DataFrame

Constructor

DataFrame(data, index=None, lazy)

data can be a table (in-memory table or DFS table) or dictionary.
- If data is a table, the column values of the table correspond to the DataFrame's column data and the column names correspond to the DataFrame's column indices.
- If data is a dict, the values of the dict correspond to the DataFrame's column data and the keys correspond to the DataFrame's column indices.
index is the row index of the DataFrame. Multiple indices are currently not supported. Note that the function DataFrame.index can be used to access the index attribute of the DataFrame.
lazy (optional) is a Boolean value representing whether to create a lazy DataFrame. The default value is True. A lazy DataFrame is a view of the original object where calculations are not executedimmediately; a non-lazy DataFrame is a copy of the original object where calculations are executed immediately.
- The function is_lazy() can be used to check whether a DataFrame is lazy.
- Calculations involving a lazy DataFrame generate an intermediate object and do not directly produce execution results until the compute() function is called. Calling compute() triggers a full table scan, which can impact performance when being used within a loop. Therefore, it is recommended to call compute() outside the loop, assign the result to a variable, and use this variable within the loop.

Note:

data cannot be an empty table or dict.
If data is a partitioned table, lazy must be True. index must be a scalar of the name of a specified column and the values of the specified column serve as the row labels of the DataFrame, rather than data.
If data is a non-partitioned in-memory table, the default value of lazy is False. index can be unspecified or specified as a Python list or DolphinDB vector with a length the same as the number of rows of the table. If lazy is set to True, index must be a scalar of the name of a specified column and the values of the specified column serve as the row labels of the DataFrame, rather than data.
If data is a dict, the default value of lazy is False. index can be unspecified or specified as a Python list or DolphinDB vector with a length the same as the number of rows of the table.

Conversion

Currently, only the copy function is supported and the parameter deep is not supported.

Indexing / Iteration

DolphinDB pandas currently supports the following functions for indexing or iteration:


Function	Description	Compatibility Statement
DataFrame.at	Access a single value for a row/column pair by label.	When using `at[i, j]=val`, if the data types of val and the DataFrame differ, an attempt will be made to convert the DataFrame type.
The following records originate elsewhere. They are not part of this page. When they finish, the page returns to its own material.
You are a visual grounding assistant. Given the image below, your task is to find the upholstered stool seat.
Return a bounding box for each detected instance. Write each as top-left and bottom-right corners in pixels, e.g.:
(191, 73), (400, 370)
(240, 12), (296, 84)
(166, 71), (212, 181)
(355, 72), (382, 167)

If the conversion fails, an error will be raised.
DataFrame.iat	Access a single value for a row/column pair by integer position.	Same as `DataFrame.at`
DataFrame.loc	Access a group of rows and columns by label(s) or a boolean array.	Unallowed inputs are: An alignable index. A `callable` function with one argument (the calling Series or DataFrame). Accessing the same row repetitively, such as `df.loc[["aa", "aa"]]`.
DataFrame.iloc	Access a group of rows and columns by integer position(s).	Same as `DataFrame.loc`
DataFrame.insert	Insert a column into a DataFrame at a specified location.	The allow_duplicates parameter is not supported; a lazy DataFrame does not support this method.
DataFrame.get()	Get the specified column(s) from a DataFrame.

Binary Operator Functions

DolphinDB pandas supports all binary operator functions of Python pandas.DataFrame.

Note:

The parameter level is currently not supported.
The parameter axis can only be specified as 0 (default value) or 1 and cannot be specified as a string ('index' or 'columns').
If the parameter other is a Series, the parameter fill_value cannot be specified.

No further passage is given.